Despite numerous letters and meetings with PETA representatives, PetSmart continues to sell tens of thousands of birds and other animals every year to people who may know little to nothing about proper care. In the wild, birds preen each other, fly together, play, “talk” incessantly, and share parenting tasks. If they are separated from their flock even for a moment, they call wildly to their flockmates. But birds kept as “pets” are often confined to tiny cages, denied the companionship of other birds, and deprived of the opportunity to fly. Driven mad by loneliness and boredom, they can become neurotic and self-destructive, pulling out their feathers, incessantly screeching and bobbing their heads, pecking frantically at cage bars, and shaking or even collapsing from anxiety.
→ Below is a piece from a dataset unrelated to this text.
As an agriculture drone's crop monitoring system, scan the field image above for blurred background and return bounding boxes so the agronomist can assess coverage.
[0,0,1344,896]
Many parrots and other birds are bred in crowded, cage-filled warehouses, where they frequently live in squalor, unable even to stretch out their wings. Babies may be taken away from their mothers before they can even feed themselves. Birds are also still illegally captured in forests and smuggled out inside socks, shoes, small boxes, or even toilet paper rolls. Many die before reaching their destinations.